Top 3 Things You’ll Learn
- Top drug class driving specialty spend for self-funded employee benefits plans
- How inappropriate dosing and dose creep is driving specialty medication costs
- Why employer-aligned clinical oversight is needed to prevent wasteful spending
As more high-cost specialty prescription drugs come to market, self-funded employers will continue to be challenged by managing specialty medications on their benefits programs. On the surface, the question is whether a specialty medication meets clinical criteria. However, the real issue requires a deeper inspection to see if the specialty medication:
- Is being dosed correctly?
- Is having its dose increased at an appropriate rate?
- Is exhibiting a proper dosing frequency?
Dose creep in pharmacy benefits is a relatively unknown concept – and the reason makes sense. Exposing it conflicts with the traditional PBM business model, revealing the hidden secrets that they don’t want employers to understand in how they “manage” specialty drug costs. In basic terms, dose creep is defined as the process of increasing a medication’s dose or frequency beyond what is considered the standard of care for most of that medication’s patient population.
Often while clinically appropriate for a given indication, many medications may be used inappropriately through excessive dosing and excessive frequency of use, leading to unanticipated plan costs.
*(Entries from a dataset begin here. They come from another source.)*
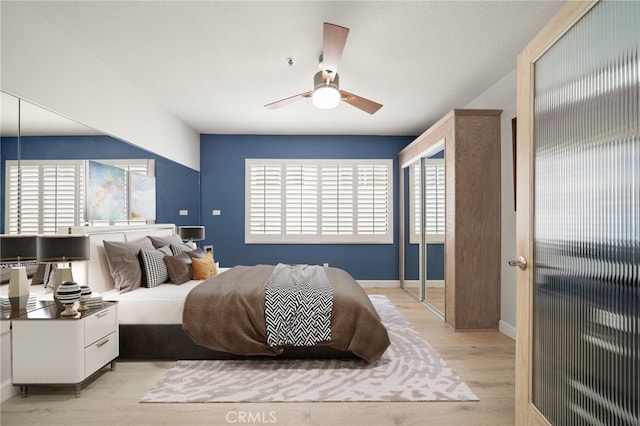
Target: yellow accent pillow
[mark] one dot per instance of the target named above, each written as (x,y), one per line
(203,268)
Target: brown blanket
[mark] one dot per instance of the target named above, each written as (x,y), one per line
(226,313)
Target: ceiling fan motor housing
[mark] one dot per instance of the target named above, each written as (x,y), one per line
(318,81)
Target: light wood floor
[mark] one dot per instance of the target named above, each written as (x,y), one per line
(484,360)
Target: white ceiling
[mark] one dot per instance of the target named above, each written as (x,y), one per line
(215,64)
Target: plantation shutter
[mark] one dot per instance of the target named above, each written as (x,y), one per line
(264,199)
(62,196)
(337,198)
(42,195)
(318,201)
(434,200)
(373,192)
(24,196)
(301,200)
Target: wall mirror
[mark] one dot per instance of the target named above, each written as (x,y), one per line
(30,132)
(424,228)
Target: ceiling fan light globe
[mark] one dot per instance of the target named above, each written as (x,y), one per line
(326,97)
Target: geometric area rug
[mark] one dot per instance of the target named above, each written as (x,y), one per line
(410,370)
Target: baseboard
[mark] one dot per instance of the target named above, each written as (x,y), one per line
(507,329)
(7,390)
(434,283)
(379,283)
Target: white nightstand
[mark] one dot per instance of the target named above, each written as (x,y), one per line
(50,349)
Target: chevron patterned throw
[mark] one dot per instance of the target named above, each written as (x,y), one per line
(298,304)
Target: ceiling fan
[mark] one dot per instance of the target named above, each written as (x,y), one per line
(326,91)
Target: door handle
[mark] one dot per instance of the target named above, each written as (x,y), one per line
(521,263)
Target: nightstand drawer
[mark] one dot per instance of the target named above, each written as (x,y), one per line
(99,325)
(100,353)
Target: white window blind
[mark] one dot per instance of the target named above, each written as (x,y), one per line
(318,201)
(434,200)
(42,196)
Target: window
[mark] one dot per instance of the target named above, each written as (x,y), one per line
(433,201)
(318,201)
(42,195)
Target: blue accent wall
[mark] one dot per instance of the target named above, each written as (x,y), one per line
(222,167)
(177,186)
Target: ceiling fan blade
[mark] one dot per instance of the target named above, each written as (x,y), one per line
(333,43)
(287,101)
(359,102)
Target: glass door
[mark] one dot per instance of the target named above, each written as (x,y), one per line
(578,219)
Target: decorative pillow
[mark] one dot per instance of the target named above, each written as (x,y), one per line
(153,267)
(165,241)
(203,268)
(180,248)
(124,264)
(179,268)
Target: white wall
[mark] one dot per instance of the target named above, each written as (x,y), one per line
(502,95)
(41,64)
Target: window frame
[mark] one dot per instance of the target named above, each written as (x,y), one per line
(347,234)
(40,218)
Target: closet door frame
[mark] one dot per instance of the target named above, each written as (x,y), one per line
(563,21)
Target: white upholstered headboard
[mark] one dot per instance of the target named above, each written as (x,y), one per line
(95,272)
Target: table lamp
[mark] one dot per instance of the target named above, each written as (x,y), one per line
(64,249)
(191,234)
(18,248)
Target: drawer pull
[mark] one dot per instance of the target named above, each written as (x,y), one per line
(102,342)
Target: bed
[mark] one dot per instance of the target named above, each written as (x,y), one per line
(151,319)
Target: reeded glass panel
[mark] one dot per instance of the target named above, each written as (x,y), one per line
(587,221)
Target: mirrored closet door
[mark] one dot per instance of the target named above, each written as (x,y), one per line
(450,201)
(423,186)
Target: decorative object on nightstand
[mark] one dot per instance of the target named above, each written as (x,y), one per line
(191,234)
(18,248)
(85,295)
(64,249)
(65,296)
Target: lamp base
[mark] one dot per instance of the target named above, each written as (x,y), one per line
(69,311)
(18,288)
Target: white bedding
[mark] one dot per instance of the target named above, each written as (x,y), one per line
(159,305)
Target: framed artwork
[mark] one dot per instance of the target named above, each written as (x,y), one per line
(142,196)
(106,192)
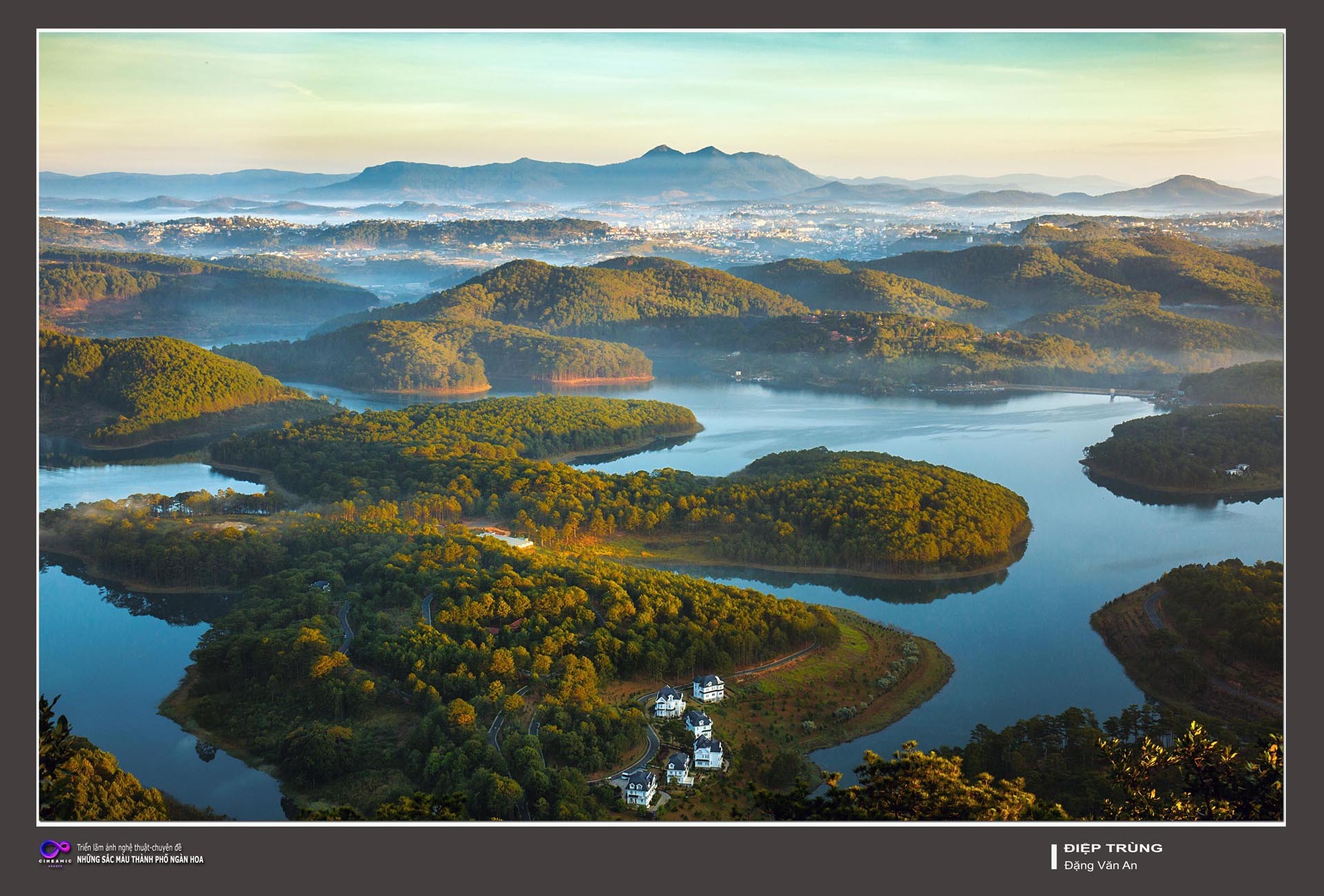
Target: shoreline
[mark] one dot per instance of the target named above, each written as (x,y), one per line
(112,580)
(629,448)
(1208,491)
(1134,654)
(211,429)
(1020,539)
(595,380)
Therefore, a robust independent PA process should be more than a one-time review process.
Why Dose Creep Occurs
Specialty medications prescribed as anti-inflammatories continually rank as one of the leading therapy classes driving specialty spend for employers. High spend in this drug class is influenced primarily by treatments for Rheumatoid Arthritis, Psoriatic Arthritis, Psoriasis, Ulcerative Colitis, Crohn’s Disease, and Atopic Dermatitis. Common brand name medications include several household names, thanks to direct-to-consumer manufacturer advertisements: Humira®, Stelara®, Xeljanz®, Dupixent®, Otezla®, Cosentyx®, Tremfya®, Skyrizi®.
The high utilization of these brand name anti-inflammatory drugs is due, in part, to easy access to specialists who write prescriptions for high-cost specialty drugs – medications that are subject to dose creep and driving up plan costs along the way. Many times, these expensive anti-inflammatory medications get approved during the PBM prior authorization processes based on clinical rationale alone – without any additional review to validate increased quantities dispensed or frequency of dosing. This is because most PBMs have valid clinical criteria that upholds the drug’s medical necessity, but these criteria do not validate increased dosage or frequency of specialty medications.
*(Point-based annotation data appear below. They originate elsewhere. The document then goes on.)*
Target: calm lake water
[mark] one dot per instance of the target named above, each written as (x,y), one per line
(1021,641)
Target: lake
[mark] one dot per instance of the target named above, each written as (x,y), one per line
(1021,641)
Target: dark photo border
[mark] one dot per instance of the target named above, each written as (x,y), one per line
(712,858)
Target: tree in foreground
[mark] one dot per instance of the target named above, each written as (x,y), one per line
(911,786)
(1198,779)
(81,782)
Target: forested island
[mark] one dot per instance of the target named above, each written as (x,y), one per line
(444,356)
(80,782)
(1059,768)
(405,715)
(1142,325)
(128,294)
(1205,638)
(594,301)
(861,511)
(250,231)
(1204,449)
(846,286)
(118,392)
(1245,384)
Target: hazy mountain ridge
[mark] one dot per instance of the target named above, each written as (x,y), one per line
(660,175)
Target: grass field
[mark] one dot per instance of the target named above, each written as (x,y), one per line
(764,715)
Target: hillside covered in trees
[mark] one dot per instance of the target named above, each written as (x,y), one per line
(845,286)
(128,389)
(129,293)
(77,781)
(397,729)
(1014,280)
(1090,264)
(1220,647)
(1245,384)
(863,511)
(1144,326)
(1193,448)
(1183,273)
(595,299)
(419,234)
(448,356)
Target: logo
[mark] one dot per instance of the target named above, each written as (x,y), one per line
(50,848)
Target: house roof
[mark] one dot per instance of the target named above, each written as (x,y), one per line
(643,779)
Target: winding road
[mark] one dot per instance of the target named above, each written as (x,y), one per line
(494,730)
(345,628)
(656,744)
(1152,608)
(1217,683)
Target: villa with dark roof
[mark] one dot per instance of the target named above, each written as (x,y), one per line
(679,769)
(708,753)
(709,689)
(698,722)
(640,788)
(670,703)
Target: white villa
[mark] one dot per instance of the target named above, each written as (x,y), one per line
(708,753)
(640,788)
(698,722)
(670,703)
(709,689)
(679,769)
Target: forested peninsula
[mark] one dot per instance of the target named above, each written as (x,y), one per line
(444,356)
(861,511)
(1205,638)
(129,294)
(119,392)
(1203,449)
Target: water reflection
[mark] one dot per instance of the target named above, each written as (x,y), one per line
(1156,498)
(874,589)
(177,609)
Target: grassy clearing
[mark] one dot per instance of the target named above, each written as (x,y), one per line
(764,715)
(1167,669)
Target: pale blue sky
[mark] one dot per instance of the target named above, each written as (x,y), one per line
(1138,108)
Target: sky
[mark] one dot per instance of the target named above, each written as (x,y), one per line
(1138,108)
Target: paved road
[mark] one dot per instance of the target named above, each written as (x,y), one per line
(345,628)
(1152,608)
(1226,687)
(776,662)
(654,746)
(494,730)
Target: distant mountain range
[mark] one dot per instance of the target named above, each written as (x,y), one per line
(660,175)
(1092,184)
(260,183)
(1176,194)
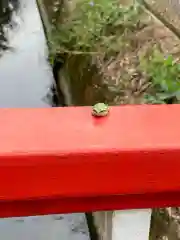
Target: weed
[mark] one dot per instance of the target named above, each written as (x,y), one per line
(95,27)
(164,74)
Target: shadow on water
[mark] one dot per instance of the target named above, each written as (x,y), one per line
(26,80)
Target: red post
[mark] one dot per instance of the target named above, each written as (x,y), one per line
(64,160)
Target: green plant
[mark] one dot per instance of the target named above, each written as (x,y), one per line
(164,74)
(95,27)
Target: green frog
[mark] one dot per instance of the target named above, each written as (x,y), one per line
(100,110)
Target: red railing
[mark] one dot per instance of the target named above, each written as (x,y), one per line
(61,160)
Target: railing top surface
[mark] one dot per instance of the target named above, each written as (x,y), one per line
(74,130)
(65,152)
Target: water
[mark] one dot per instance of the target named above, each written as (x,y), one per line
(25,81)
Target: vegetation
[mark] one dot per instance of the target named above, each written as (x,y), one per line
(101,30)
(6,10)
(164,74)
(95,27)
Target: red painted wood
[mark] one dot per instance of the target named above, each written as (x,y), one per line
(88,204)
(66,153)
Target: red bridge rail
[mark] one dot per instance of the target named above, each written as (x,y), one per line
(61,160)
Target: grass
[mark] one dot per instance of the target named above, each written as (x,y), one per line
(95,27)
(164,74)
(102,31)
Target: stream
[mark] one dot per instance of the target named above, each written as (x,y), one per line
(26,81)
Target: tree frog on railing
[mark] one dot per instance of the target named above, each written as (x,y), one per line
(100,110)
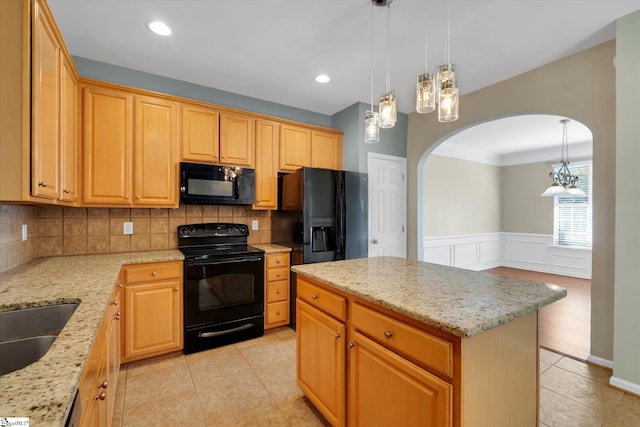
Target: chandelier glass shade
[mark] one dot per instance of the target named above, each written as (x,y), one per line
(563,182)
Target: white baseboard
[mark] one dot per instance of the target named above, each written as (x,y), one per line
(625,385)
(606,363)
(534,252)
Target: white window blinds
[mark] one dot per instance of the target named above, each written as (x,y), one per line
(572,222)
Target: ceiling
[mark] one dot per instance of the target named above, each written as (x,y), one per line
(273,49)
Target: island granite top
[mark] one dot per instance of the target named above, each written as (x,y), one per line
(461,302)
(44,390)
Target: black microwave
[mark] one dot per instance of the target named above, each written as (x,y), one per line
(202,184)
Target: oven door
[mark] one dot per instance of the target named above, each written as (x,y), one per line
(222,289)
Why not? The answer lies in the PBM business model itself. It is not in the PBM’s best interest to prevent dose creep because their revenue stream is aligned financially with both the pharmacy and drug manufacturer rebate contract. As a result, employers often find themselves on the losing end economically, unaware that they are overspending unnecessarily on prescription drugs.
How to Avoid Dose Creep
While a medication may be deemed clinically appropriate for the indication, medications may be used inappropriately through excessive dosing and excessive frequency of use, ie., dose creep. The employer’s pharmacy benefit plan design should focus on instituting appropriate cost controls of specialty drug spend, including tailored utilization management (UM) protocols, prior authorization (PA) guidelines that review drug dosing, and a UM review process that is independent of the PBM and leads to an established cadence of reviews. These additional independent review strategies also can help manage dose creep and related costs effectively:
- A prospective review process could limit a PA to a certain dollar threshold and day supply. When that threshold is surpassed because of higher or more frequent dosing, another review by PBM-agnostic clinical pharmacists or physicians can validate the increase.
- A retrospective review by PBM-agnostic clinical pharmacists or physicians – through a program like RxBenefits’ Complex Condition Intervention – could assist the employer in establishing protocols to address previously approved medication and authorization allowances for excessive dosing or frequency that may or may not remain clinically viable.
Another strategy to help further lower costs for appropriately prescribed medications is a manufacturer copay assistance program (MCAP), which can be implemented (if eligibility requirements are met) under the employer’s plan design. MCAP works by shifting additional cost share to members with manufacturer dollars being used to cover the full member’s out of pocket amount.
Where to Start
Understanding the drug classes that are most frequently used by a plan is an important first step in identifying any wasteful spending that is driving cost and increasing trend. If you are not sure whether your clients’ pharmacy benefits plans contain medications subject to post-authorization misuse, consider enlisting a pharmacy benefit optimizer (PBO) to help. Unlike a PBM, the PBO model aligns clinical oversight and cost management strategies with the employer to ensure only the most appropriate medications are being used at the lowest possible cost. This way, employers can prevent or eliminate unnecessary spending on medications so that they have funds to cover the essential medications.